For those too young to remember, from 2004 to 2007, fixed income markets witnessed a period of low volatility, even as central banks were raising rates and the yield curve flattened. GDP growth was steady, yet inflation was low. The period came to be known as the Goldilocks economy – hot enough to grow near potential, but cool enough to avoid creating runaway inflation.
Pivot to today, and it looks like we are in a stage of the cycle that is the same, but different. And we can see just how stark those similarities and differences are from the evolving stance of the Bank of Canada. Remarks from governor Stephen Poloz – for example, during comments at a recent meeting of the International Monetary Fund in Washington and following the October rate announcement, which held the overnight rate steady at one per cent – suggest that the path forward is anything but predetermined.

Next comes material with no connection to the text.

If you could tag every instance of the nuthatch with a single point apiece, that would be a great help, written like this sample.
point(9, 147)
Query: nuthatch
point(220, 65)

What does all this mean for fixed income investors? In charting asset allocation decisions, we see the current situation as a replay of the economy of 2004-2007, but with some key differences.
- On the similarity side, we have low volatility and a flattening yield curve; on the other side, we seem headed into an elongated hiking cycle and a much lower neutral rate than in past cycles.
- Still, rising rates are a headwind. Active management can help to mitigate it. As it stands, developed economies are in different stages of the cycle (Japan and Europe versus everybody else), and that is fuelling policy divergence, which will create discrepancies in relative valuations in a global context. That provides an opportunity for risk diversification, particularly in credit.
- The shape of emerging markets is also different this time. We believe the drivers of global growth are shifting away from the U.S. to developing countries in aggregate, but more specifically China. Most of the emerging markets depend on its growth profile, and that bodes well for opportunities there. EM portfolio exposure contributes to risk factor diversification, viz-a-viz inflation related to commodities and China.
Like central banks, investors should keep their options open. Market complacency, evidenced by the relative richness of risky assets, is a clear and present danger. Goldilocks moments like this don’t last forever – they’re part of the cycle, after all. As those of us old enough to remember 2007 will recall, the last one didn’t end so well.